Thanks for your touching post. I'm sad to hear of his passing.
I went to Manzanar about twenty years ago, and I don't think there was any kind of memorial there at all--just dry, dusty, yet mysteriously evocative ground. I'm glad to see the improvements they have finally made.
I didn't know James Houston in person or in writing, but I love what you say about the heart and intellect being present in his person. It definitely *isn't* always like that.
Thanks, as usual, for some wonderful writing, RG.

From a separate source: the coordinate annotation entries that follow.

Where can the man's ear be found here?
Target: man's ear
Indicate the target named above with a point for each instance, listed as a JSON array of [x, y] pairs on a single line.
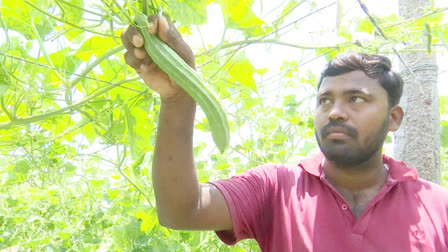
[[396, 115]]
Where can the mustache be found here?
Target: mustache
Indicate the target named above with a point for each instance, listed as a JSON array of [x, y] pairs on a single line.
[[340, 125]]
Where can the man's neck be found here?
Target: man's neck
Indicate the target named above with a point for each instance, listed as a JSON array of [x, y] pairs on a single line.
[[358, 185]]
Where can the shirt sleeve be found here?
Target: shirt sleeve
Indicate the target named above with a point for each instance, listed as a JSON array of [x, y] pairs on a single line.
[[248, 197]]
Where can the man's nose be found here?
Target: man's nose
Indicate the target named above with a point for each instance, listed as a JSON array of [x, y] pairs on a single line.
[[338, 112]]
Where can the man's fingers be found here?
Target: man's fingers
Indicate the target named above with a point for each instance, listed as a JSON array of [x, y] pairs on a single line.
[[140, 53]]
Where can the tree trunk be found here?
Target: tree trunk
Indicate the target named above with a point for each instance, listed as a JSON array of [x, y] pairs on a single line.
[[417, 142]]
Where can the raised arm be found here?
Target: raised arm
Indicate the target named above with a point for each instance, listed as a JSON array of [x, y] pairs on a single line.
[[182, 203]]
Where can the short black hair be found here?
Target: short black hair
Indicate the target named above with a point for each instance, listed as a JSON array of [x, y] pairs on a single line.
[[375, 66]]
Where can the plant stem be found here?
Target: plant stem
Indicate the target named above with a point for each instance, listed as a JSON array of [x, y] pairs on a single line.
[[44, 116]]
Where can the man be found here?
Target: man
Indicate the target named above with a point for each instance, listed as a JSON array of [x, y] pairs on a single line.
[[348, 198]]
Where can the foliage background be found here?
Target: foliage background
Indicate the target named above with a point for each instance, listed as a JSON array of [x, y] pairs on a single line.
[[77, 126]]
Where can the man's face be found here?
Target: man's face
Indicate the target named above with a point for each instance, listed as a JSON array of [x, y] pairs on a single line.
[[351, 118]]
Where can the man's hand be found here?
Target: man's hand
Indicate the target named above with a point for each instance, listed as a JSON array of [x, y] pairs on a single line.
[[182, 202], [137, 58]]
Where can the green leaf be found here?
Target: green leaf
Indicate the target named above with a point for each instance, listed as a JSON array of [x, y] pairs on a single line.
[[5, 81], [95, 46], [365, 25], [19, 16], [22, 166], [242, 71], [239, 15]]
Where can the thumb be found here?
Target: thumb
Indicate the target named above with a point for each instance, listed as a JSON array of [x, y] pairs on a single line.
[[168, 33]]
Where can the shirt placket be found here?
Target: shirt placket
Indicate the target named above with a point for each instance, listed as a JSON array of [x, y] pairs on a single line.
[[359, 226]]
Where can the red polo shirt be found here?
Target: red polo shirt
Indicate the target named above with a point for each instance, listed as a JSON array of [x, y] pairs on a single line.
[[294, 208]]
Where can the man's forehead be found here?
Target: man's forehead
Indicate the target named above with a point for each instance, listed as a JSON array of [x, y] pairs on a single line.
[[356, 81]]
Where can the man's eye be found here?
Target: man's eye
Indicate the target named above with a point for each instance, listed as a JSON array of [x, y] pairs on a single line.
[[356, 99], [324, 101]]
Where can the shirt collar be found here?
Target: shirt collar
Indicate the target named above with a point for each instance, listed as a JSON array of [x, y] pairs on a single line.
[[398, 171]]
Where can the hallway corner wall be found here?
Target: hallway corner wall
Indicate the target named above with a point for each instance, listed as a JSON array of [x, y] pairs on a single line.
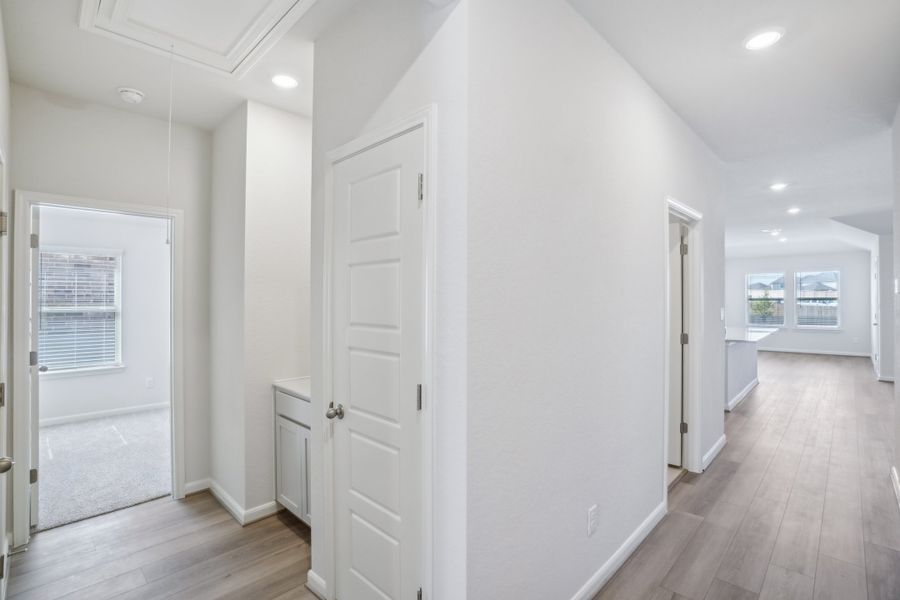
[[896, 170]]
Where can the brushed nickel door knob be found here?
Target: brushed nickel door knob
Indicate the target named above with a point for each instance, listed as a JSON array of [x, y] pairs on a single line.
[[337, 411]]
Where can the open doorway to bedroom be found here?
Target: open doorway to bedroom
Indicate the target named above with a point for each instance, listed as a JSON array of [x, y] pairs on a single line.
[[103, 317]]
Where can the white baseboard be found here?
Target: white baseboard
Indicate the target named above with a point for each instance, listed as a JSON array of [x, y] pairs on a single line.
[[227, 502], [609, 568], [732, 404], [824, 352], [258, 513], [240, 514], [114, 412], [316, 585], [193, 487], [713, 452], [895, 479]]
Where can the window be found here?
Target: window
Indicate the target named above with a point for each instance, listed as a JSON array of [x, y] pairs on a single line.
[[818, 299], [765, 299], [80, 309]]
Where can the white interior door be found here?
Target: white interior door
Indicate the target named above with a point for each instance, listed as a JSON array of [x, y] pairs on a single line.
[[676, 327], [5, 446], [378, 331], [34, 324], [876, 311]]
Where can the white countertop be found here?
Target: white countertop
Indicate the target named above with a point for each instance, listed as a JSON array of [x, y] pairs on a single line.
[[298, 386], [748, 334]]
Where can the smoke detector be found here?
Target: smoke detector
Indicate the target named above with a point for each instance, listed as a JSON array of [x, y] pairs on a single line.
[[131, 95]]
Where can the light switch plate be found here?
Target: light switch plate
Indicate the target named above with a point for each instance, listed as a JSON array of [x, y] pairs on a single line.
[[593, 520]]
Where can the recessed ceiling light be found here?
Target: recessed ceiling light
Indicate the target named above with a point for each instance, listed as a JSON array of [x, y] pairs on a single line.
[[285, 82], [764, 39], [131, 95]]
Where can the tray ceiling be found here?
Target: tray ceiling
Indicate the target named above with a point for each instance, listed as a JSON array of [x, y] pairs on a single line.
[[198, 32]]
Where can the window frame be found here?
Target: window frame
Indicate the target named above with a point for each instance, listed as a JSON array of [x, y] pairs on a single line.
[[747, 320], [840, 304], [119, 364]]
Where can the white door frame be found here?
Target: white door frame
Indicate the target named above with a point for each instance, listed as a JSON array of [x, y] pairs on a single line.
[[24, 202], [324, 584], [692, 292]]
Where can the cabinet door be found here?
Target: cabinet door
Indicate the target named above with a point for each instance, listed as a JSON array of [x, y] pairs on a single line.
[[289, 465], [304, 478]]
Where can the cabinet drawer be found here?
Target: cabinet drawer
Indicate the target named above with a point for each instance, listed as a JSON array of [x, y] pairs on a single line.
[[295, 409]]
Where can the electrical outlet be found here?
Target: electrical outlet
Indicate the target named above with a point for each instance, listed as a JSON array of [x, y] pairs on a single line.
[[593, 520]]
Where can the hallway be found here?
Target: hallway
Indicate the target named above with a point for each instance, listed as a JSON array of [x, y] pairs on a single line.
[[190, 549], [798, 505]]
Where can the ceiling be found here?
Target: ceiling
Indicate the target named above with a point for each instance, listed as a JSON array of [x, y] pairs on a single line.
[[814, 110], [221, 57]]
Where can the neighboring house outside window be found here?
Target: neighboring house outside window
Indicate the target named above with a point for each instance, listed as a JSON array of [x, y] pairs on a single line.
[[80, 303], [765, 299], [818, 299]]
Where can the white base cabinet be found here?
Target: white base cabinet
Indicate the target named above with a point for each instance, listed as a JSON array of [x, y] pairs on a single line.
[[292, 439]]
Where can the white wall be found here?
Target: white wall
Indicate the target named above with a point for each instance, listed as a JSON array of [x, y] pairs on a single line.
[[383, 61], [66, 146], [886, 306], [276, 278], [525, 313], [260, 290], [896, 303], [226, 310], [571, 157], [854, 335], [5, 246], [145, 315]]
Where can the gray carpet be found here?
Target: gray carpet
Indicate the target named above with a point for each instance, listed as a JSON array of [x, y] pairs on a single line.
[[94, 467]]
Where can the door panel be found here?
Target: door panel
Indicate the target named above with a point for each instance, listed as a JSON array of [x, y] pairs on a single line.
[[288, 457], [5, 445], [378, 300], [34, 323]]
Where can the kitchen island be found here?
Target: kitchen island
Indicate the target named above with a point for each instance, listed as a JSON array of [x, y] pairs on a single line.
[[741, 361]]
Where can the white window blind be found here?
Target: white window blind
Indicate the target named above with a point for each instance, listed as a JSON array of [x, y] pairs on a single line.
[[765, 299], [80, 309], [818, 299]]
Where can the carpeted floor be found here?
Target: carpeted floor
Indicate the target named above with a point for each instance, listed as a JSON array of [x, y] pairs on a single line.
[[94, 467]]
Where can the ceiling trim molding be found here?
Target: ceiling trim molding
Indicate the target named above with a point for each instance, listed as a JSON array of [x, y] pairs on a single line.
[[112, 19]]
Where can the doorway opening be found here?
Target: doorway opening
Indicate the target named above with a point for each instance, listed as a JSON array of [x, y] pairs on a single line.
[[678, 356], [103, 329], [96, 320], [684, 343]]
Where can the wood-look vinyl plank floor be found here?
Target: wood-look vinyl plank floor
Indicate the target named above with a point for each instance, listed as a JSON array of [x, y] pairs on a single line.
[[188, 549], [798, 505]]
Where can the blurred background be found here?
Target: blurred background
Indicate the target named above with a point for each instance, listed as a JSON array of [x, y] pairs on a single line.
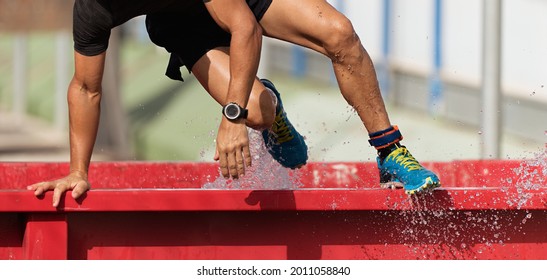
[[463, 79]]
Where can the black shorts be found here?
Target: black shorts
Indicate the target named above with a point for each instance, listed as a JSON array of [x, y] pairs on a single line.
[[191, 34]]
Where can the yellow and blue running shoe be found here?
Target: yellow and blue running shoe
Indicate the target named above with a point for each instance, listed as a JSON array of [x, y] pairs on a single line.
[[400, 167], [282, 140]]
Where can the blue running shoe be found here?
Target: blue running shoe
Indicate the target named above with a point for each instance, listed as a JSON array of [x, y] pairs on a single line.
[[282, 140], [400, 167]]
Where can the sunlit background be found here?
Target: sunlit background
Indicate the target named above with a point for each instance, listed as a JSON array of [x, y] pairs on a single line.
[[434, 62]]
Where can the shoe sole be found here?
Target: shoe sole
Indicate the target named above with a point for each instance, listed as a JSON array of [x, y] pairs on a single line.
[[297, 167], [426, 188], [392, 185]]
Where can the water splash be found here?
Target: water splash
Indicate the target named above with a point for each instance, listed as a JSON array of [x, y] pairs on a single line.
[[264, 174], [531, 177]]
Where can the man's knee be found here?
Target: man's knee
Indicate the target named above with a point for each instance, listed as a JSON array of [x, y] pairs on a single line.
[[342, 37]]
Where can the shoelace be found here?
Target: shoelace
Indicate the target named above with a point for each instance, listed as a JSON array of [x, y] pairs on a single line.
[[404, 158], [281, 129]]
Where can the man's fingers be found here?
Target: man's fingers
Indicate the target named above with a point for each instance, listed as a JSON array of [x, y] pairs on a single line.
[[58, 192], [240, 164], [79, 189], [247, 156], [232, 165], [223, 162], [40, 188]]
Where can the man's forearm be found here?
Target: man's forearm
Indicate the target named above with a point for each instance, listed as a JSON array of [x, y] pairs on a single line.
[[84, 111]]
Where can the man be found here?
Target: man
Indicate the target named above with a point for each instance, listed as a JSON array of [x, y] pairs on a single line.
[[93, 21], [314, 24]]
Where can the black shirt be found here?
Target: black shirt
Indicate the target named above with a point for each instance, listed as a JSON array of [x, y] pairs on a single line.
[[94, 19]]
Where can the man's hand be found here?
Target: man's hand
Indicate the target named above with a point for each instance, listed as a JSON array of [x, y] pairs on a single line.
[[75, 182], [233, 151]]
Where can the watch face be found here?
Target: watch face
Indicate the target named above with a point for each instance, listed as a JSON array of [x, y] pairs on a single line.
[[232, 111]]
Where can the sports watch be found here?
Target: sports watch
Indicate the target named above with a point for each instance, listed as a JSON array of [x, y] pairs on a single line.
[[232, 111]]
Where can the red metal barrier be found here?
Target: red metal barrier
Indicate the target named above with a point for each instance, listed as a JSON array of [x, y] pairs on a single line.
[[137, 210]]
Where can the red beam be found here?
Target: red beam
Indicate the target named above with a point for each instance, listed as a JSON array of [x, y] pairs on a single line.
[[101, 200]]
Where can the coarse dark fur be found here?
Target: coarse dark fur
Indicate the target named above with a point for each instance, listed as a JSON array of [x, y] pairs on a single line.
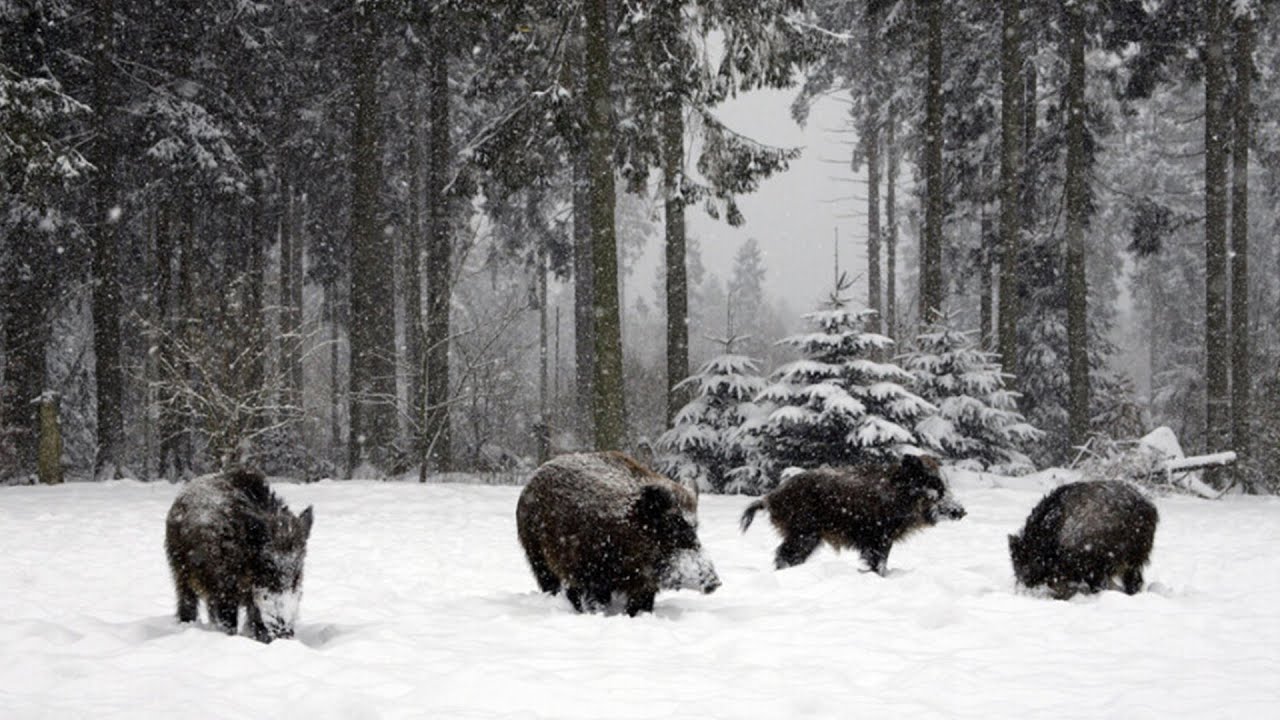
[[1084, 534], [597, 524], [867, 507], [229, 537]]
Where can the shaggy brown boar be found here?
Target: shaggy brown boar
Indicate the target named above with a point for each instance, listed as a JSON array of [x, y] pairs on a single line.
[[599, 523], [867, 507], [233, 543], [1084, 534]]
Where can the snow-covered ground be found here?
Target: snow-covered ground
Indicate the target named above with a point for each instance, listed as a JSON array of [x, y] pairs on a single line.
[[419, 604]]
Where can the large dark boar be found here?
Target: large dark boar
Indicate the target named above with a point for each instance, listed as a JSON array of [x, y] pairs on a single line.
[[599, 523], [1082, 536], [233, 543], [867, 507]]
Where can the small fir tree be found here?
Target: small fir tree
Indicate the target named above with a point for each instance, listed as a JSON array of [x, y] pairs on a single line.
[[705, 445], [837, 405], [977, 423]]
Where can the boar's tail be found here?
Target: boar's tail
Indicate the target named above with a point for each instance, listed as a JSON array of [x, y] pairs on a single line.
[[749, 514]]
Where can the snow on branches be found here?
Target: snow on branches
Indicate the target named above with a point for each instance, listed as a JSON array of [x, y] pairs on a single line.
[[711, 445], [977, 423]]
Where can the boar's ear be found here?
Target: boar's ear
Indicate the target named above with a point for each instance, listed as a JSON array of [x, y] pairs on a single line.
[[306, 518], [654, 501]]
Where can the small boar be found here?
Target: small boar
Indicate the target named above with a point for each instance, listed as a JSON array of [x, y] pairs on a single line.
[[233, 543], [599, 523], [867, 507], [1082, 536]]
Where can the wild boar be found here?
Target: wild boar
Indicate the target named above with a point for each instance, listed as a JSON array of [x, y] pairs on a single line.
[[233, 543], [599, 523], [1084, 534], [867, 507]]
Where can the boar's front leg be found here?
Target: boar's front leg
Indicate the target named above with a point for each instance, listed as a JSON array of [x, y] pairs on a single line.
[[223, 614], [795, 548], [639, 602], [188, 604], [1132, 580], [877, 556]]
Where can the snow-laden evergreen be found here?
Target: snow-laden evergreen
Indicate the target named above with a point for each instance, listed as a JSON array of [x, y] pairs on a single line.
[[977, 423], [709, 443], [839, 405]]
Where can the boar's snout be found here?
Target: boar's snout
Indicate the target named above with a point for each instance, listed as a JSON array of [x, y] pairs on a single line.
[[690, 569], [950, 509]]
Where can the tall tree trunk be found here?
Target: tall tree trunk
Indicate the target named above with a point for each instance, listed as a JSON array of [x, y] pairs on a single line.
[[1010, 180], [288, 345], [26, 336], [871, 149], [1077, 201], [677, 270], [371, 331], [106, 276], [439, 255], [544, 420], [986, 265], [168, 322], [584, 272], [931, 282], [1216, 132], [891, 222], [1242, 110], [607, 399], [414, 335]]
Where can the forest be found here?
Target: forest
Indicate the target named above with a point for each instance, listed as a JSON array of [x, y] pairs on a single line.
[[389, 237]]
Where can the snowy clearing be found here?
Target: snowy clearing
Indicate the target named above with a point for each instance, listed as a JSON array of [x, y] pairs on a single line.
[[417, 604]]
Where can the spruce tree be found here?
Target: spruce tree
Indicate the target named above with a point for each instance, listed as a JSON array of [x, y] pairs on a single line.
[[707, 445], [977, 423], [836, 405]]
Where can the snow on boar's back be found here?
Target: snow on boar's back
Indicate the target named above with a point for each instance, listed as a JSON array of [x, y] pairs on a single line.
[[867, 507], [233, 543], [599, 523], [1082, 536]]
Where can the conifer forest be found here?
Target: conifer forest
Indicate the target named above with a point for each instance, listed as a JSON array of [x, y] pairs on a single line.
[[376, 238]]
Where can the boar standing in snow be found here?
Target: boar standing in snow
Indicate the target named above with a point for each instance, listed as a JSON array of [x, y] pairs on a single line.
[[1084, 534], [867, 507], [599, 523], [233, 543]]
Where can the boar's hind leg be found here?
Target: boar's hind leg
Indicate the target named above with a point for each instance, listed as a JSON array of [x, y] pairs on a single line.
[[876, 556], [547, 580], [1132, 580], [639, 602], [188, 604], [795, 548]]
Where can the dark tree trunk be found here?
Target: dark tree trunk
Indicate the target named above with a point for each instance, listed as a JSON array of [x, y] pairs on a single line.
[[414, 332], [677, 274], [1216, 341], [438, 436], [371, 328], [26, 335], [106, 276], [584, 322], [891, 222], [986, 265], [1242, 112], [871, 147], [607, 400], [1077, 217], [1010, 180], [931, 274]]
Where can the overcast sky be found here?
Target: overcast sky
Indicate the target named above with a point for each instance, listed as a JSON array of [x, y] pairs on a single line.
[[795, 214]]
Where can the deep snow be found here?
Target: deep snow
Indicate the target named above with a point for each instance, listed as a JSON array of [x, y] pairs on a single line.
[[417, 604]]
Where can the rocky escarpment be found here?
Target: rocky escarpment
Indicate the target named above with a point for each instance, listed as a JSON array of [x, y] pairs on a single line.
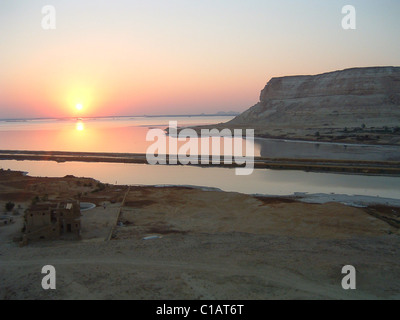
[[359, 103]]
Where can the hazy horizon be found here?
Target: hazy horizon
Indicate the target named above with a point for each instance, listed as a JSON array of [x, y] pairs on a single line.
[[124, 58]]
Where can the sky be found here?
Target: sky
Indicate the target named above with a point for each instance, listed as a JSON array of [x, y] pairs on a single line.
[[129, 57]]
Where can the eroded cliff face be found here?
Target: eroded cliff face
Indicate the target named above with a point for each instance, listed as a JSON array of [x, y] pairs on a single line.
[[368, 97]]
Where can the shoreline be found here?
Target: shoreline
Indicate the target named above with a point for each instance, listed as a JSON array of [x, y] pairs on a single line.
[[198, 243], [312, 165]]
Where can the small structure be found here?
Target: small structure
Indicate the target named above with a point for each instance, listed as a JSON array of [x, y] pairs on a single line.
[[49, 220]]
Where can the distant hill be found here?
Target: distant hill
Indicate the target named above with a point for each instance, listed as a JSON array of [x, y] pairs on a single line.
[[353, 105]]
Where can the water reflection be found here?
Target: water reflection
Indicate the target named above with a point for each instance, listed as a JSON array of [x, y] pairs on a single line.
[[271, 148]]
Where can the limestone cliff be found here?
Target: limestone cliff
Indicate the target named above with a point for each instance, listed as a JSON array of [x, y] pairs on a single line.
[[334, 102]]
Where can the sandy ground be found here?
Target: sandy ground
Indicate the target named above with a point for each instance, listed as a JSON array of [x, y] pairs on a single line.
[[210, 245]]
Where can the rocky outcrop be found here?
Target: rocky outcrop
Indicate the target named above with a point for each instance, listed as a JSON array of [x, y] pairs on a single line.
[[358, 97]]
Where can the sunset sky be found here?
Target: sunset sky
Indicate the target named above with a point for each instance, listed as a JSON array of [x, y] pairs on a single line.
[[127, 57]]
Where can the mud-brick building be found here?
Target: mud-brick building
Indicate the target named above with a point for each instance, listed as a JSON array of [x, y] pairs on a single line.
[[48, 220]]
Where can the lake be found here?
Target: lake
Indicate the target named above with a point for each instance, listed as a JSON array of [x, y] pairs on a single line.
[[127, 135]]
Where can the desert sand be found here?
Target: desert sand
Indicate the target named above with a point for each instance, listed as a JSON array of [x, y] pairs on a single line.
[[207, 244]]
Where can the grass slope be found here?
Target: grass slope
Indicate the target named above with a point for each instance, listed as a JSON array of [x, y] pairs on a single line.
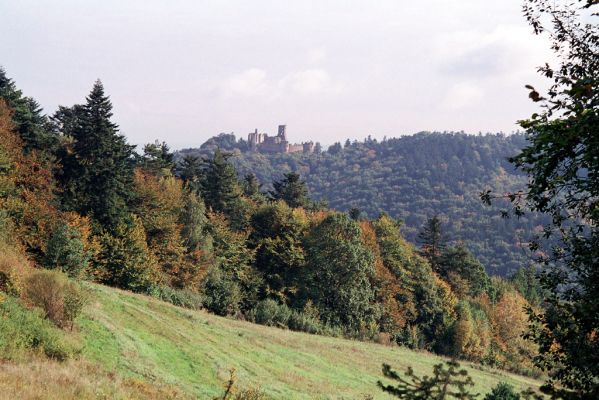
[[143, 338]]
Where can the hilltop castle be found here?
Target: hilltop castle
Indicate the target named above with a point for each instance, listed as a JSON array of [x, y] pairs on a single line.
[[263, 143]]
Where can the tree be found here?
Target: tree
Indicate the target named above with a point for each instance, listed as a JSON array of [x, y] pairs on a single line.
[[234, 260], [97, 174], [125, 260], [222, 192], [561, 160], [292, 190], [32, 126], [432, 241], [66, 251], [447, 382], [26, 188], [190, 169], [339, 271], [194, 222], [278, 239], [457, 265], [503, 391], [251, 188], [158, 159], [159, 203]]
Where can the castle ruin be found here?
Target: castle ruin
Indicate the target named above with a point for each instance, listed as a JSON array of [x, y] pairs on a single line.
[[263, 143]]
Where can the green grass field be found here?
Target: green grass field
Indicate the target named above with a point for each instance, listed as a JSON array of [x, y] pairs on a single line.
[[143, 338]]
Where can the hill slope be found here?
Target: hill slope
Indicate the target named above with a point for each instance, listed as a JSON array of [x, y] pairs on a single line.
[[412, 178], [140, 337]]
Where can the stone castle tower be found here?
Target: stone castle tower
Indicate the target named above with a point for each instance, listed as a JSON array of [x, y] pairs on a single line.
[[263, 143]]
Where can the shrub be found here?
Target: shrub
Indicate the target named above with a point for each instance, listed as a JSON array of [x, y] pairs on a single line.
[[14, 268], [269, 312], [60, 299], [222, 295], [303, 322], [502, 391], [24, 331], [179, 297]]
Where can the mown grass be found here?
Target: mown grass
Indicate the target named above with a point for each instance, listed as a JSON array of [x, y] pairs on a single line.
[[75, 380], [141, 338]]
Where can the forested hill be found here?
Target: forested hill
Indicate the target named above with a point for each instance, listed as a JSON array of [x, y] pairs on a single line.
[[411, 178]]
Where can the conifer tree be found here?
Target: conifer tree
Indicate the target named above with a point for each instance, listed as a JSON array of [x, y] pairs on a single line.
[[30, 123], [158, 159], [98, 173], [190, 169], [251, 188]]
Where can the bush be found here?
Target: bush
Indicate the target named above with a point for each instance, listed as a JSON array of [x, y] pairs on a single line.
[[60, 299], [300, 321], [24, 331], [14, 268], [502, 391], [269, 312], [222, 295], [179, 297]]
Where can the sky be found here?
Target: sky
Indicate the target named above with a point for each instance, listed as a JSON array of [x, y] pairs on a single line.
[[185, 70]]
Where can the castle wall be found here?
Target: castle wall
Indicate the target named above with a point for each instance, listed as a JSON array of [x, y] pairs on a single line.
[[276, 144]]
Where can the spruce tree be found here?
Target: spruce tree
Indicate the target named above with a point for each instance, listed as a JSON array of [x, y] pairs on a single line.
[[251, 187], [158, 159], [190, 169], [98, 173], [30, 122]]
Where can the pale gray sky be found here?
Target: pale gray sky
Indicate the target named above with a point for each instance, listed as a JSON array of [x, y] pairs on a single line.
[[185, 70]]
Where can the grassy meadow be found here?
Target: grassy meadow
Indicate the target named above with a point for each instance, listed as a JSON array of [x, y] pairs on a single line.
[[142, 339]]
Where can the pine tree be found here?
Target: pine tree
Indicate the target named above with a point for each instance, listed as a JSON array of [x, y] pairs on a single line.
[[447, 382], [190, 169], [158, 159], [251, 188], [292, 190], [98, 173], [31, 124]]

I am Japanese American. Even though I owned "Farewell to Manzanar" since 1973, I hadn't read it until last week (3/14). I met Jeanne at UC Davis shortly after her book was initially published and spoke with her about the conflicts that we had both encountered due to our biracial marriages. The reason that I couldn't read her book until now is that I couldn't bear to see in writing the racial hatred that I had faced as a child growing up after WWII.
In the latest publication of "Farewell . . ." Jeanne says that she returned to Manzanar twice, in 1975 and 1992. The latest time doing research on her novel, "The Legend of Firehorse Woman".
Peggy,
I am glad you found this post and I appreciate what you have added to it.
My writing class has just finished its reading of "Farewell" and we are now deep into discussions about it. It resonates for so many, in so many ways.
I actually just wrote to Jeanne about the class and its response to the book. She was so happy to hear from me and to hear about the students' experiences.
I am curious about your experience with the book, after all these years.